I'm just not good enough.

Job 6:11, Romans 5: 1-9, 2 Corinthians 12: 9

Facing setbacks is never fun, and feeling stuck in one area of your life can slowly suck the joy from every other part as well.  We often blame ourselves when circumstances turn against us, out of pride, ego, and convenience.  After all, its your life, who else do you have to blame but yourself?


Sometimes we choose to blame God for our troubles.  After all, if He's in charge of the universe, and in charge of our lives if we've given them to Him, then why doesn't he exercise that control?  Why doesn't He just fix things?
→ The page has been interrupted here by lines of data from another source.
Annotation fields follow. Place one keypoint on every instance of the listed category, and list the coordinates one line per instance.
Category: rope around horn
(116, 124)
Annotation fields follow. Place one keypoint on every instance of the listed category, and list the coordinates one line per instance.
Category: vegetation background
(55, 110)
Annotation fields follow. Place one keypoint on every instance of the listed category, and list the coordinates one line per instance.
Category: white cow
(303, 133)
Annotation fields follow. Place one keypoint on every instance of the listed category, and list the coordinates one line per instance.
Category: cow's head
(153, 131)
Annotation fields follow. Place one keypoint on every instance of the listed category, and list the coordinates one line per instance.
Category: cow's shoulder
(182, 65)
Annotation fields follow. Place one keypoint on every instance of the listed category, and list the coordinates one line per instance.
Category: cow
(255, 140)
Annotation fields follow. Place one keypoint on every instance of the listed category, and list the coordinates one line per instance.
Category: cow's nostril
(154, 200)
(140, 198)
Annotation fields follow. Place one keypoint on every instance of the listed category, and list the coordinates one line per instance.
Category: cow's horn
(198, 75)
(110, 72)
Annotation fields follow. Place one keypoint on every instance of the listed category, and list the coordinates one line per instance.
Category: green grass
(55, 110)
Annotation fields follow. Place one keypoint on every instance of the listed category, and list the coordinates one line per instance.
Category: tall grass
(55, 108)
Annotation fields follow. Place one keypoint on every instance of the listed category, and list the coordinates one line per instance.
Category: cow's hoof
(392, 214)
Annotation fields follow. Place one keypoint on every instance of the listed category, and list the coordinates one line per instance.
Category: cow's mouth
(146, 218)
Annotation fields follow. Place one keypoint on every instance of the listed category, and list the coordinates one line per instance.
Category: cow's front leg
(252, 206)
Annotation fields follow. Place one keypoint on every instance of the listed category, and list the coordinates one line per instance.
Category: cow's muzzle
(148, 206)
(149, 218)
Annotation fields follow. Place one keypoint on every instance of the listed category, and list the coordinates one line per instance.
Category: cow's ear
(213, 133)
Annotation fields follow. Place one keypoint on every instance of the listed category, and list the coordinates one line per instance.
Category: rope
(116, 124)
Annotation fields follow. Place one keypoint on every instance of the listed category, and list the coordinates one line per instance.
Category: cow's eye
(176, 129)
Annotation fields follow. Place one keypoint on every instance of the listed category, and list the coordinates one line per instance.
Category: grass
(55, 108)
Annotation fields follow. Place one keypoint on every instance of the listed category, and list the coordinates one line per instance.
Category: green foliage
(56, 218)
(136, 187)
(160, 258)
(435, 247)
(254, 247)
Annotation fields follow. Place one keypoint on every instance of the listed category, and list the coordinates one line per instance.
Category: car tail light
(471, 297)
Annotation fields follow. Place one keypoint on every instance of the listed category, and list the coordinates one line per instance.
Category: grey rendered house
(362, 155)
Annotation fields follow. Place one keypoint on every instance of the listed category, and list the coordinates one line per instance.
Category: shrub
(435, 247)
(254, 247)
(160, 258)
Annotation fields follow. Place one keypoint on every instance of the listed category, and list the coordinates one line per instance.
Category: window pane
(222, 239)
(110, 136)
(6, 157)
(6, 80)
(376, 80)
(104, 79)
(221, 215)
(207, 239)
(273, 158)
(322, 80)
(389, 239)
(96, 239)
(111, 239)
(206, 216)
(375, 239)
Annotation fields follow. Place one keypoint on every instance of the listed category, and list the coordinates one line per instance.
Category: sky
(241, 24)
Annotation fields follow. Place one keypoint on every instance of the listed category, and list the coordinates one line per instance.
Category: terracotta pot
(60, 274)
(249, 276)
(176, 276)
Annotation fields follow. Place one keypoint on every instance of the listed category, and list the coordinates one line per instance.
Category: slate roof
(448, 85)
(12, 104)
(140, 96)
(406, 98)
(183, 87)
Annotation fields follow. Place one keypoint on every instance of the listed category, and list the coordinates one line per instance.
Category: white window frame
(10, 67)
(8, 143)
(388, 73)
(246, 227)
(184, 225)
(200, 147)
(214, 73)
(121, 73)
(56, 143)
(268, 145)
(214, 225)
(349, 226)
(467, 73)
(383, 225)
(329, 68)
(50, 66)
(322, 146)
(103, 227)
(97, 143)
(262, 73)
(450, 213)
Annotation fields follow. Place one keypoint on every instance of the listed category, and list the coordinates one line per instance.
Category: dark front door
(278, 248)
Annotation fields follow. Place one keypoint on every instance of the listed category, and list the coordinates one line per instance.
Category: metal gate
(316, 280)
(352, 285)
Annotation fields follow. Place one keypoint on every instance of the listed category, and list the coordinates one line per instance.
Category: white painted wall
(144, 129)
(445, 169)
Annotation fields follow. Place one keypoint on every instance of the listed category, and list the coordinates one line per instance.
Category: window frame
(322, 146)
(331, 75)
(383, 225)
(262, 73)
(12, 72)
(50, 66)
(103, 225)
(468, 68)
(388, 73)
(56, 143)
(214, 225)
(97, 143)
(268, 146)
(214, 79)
Outside forces also play their parts in our little dramas.  The economy, the government, discrimination, reverse discrimination, the vast right-wing conspiracy, the left-wing liberal media bias, the freemasons, etc...

Those nearest and dearest also take blame for our unhappiness.  My mother was abusive,  my father was absent, if my wife could be more..., if my husband would just do..., and my kids are driving me crazy.  Don't even get me started on my in-laws.

My tendency is to try to blame myself when things go wrong, because of the aforementioned pride and ego thing, and lately I've really been taking it on the chin for myself.  Not fun.  I feel very, very 'not good enough'.  Very helpless and not in control of my own life.  Every area of life feels contaminated by failure, and every bad habit waits like a wolf at the door.

I'm sorry about that last paragraph.  Now we can add 'self-indulgent' to the list as well.  I know spring and Easter are supposed to be a time of hope, so here it is: when you hit bottom, there's nowhere to go but up.  Let's just hope to God we get to the bottom of things soon, because it sucks down here and I want to get going in the opposite direction.

I hope that knowing I'm not good enough will help me stop trying to control things I can't.  I hope it will show me where I need to change.  I hope it will help me trust more deeply in God, and I hope that trust will pay off.  I hope this grace thing is real, because I heard a rumor that 'not good enough' is exactly what God wants most from us.